This is the sixth in a series of Forum interviews with PRF’s eight new science advisors for 2014-2015.
M. Catherine Bushnell, PhD, is scientific director of the National Center for Complementary and Integrative Health (previously known as the National Center for Complementary and Alternative Medicine, or NCCAM) at the US National Institutes of Health (NIH), where she oversees a program on the brain’s role in perceiving, modifying, and managing pain. Prior to her appointment at the NIH in 2012, Bushnell was the Harold Griffith Professor of Anesthesia at McGill University in Montreal, Canada. Her research interests include forebrain mechanisms of pain processing, psychological modulation of pain, and neural alterations in chronic pain patients. Her current clinical studies use sensory and physiological testing, and functional MRI and TMS, to explore mechanisms of non-pharmacological modulation of pain in healthy volunteers and chronic pain patients, mechanisms underlying reduced pain perception in yoga practitioners, and neural mechanisms underlying emotional touch. Her lab is also evaluating the effects of environmental factors on brain anatomy and neurotransmission in nociceptive models. Bushnell spoke with Neil Andrews, PRF executive editor, by telephone to discuss how her interest in experimental psychology led to a career in pain research, her current projects, and future challenges for pain research. Below is an edited transcript of their conversation.
How did you become interested in studying pain?
I studied psychology as an undergraduate at the University of Maryland and took a job in a laboratory cleaning rat cages on the weekends. I became very interested in animal behavior, so I went to graduate school in an animal behavior program at American University. At that time, American University had a very strong operant conditioning program led by Charlie Ferster. It was Ferster, along with B.F. Skinner, who wrote the bible of operant conditioning, which at that time was a hot thing in psychology.
As I was studying animal behavior, I kept thinking of the “black box” of the brain. Neuroscience didn’t even exist at the time; there was only experimental psychology, from which many neuroscientists would emerge. It was interesting to understand the environmental factors that led to certain behaviors, but I wanted to understand the underlying neural mechanisms. I was fortunate because, toward the end of graduate school when I was writing my thesis, the NIH was looking for someone to train monkeys, and I said I would do it—this was in Ron Dubner’s pain lab at the National Institute of Dental Research. At the NIH, I was exposed to neurophysiological work, and then I did a post-doc at the National Eye Institute with Mickey Goldberg, a neurologist. We did electrophysiology in awake behaving monkeys to study visual attention mechanisms. So I was able to learn neurophysiology and combine it with my expertise in animal behavior.
After I finished my post-doc, I went back to Ron Dubner’s pain lab and worked there as a staff scientist for five years. Then I moved with my husband, who was also working in the lab, to the University of Montreal. When I went to Montreal, I started doing human studies in addition to animal work. When brain imaging came along, the Montreal Neurological Institute, where I was an adjunct professor, was in the forefront of that area of research, and I had the opportunity to do the first brain imaging study of pain. I went on to do many brain imaging and psychophysics studies in humans, and now I’ve come full circle by combining human brain imaging with rodent imaging and behavioral studies.
Why did you move from McGill back to the NIH [see PRF related story]?
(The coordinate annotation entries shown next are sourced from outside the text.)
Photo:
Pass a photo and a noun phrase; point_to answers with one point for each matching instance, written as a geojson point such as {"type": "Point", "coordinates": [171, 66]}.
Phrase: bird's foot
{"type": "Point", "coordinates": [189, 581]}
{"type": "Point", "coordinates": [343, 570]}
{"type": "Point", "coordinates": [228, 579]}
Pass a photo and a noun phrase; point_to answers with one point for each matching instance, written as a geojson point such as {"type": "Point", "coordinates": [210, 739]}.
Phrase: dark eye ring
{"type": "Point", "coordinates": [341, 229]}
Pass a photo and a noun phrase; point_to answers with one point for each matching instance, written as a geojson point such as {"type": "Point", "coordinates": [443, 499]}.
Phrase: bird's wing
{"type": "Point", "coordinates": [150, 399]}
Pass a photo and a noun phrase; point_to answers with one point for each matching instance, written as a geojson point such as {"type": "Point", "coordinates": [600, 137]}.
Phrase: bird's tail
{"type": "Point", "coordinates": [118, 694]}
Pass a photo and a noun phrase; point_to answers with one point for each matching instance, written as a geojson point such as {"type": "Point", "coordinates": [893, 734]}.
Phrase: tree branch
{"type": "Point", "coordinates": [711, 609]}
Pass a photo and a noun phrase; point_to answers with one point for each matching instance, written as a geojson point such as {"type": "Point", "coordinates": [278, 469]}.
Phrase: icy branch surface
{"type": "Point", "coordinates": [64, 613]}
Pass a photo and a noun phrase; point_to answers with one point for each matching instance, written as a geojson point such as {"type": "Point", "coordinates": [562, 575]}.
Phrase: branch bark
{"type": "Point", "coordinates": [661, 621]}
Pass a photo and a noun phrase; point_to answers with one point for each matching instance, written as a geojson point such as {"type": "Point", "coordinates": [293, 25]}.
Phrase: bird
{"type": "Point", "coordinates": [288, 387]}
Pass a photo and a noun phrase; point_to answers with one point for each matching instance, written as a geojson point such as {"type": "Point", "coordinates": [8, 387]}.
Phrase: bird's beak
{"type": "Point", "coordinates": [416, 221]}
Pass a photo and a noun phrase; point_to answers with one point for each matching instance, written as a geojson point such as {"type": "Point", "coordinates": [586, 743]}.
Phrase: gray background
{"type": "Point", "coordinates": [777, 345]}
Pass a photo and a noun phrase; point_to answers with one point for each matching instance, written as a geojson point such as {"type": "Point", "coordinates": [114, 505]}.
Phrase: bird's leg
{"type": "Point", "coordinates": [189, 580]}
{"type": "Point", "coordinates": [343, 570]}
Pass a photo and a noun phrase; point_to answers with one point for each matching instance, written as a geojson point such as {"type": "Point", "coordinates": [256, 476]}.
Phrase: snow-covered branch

When Ron Dubner was at the NIH, his laboratory was one of the best pain research labs in the world, and it generated some of the most outstanding pain researchers in the field. After Ron left for the University of Maryland, the pain program at the NIH fell apart, and there were various initiatives over the years where people at the NIH tried to decide if they wanted to rebuild it.
Story Landis, at the National Institute of Neurological Disorders and Stroke, was very keen about pain, and that’s why she helped develop the Pain Consortium. But while there were people on the NIH campus who were interested in pain, there wasn’t a coherent program. Josephine Briggs, the director of the NCCAM, was interested in developing an intramural program focused on complementary and alternative medicine with a very strong mechanistic base. Pain and nonpharmacological modulation of pain fit the profile of that program, and she and Story decided to recruit a director of intramural research and give that person enough resources to build a program. I thought this would be an interesting activity toward the end of my career, to have the opportunity to establish a new program, hire young investigators, and get them started, so I came back to the NIH.
What are some of the research projects going on in your lab?
On the animal front, we are looking at the effects of both diet and exercise on the development and maintenance of chronic pain in rats, using an arthritis model of CFA [complete Freund’s adjuvant] injection into the ankle joint. Many exercise studies involve forced exercise where animals are placed on a treadmill, and if they step off the treadmill, they get shocked. The animals will exercise, but it’s also a stressful situation, so it’s hard to distinguish between stress-produced analgesia and the effect of the exercise itself. To more closely approximate exercise that people do, we take the animals out of their cages, put them in a little exercise room for two hours a day, and let them exercise as much as they want; they don’t have to exercise. We have found that with just this two-hour exposure a day to exercise, there is a large beneficial effect on the recovery from pain induced by the arthritic injury, even though the joints are still quite inflamed. This effect appears fairly independent of the amount that the animals run, because we still see it even in the ones that don’t run that much.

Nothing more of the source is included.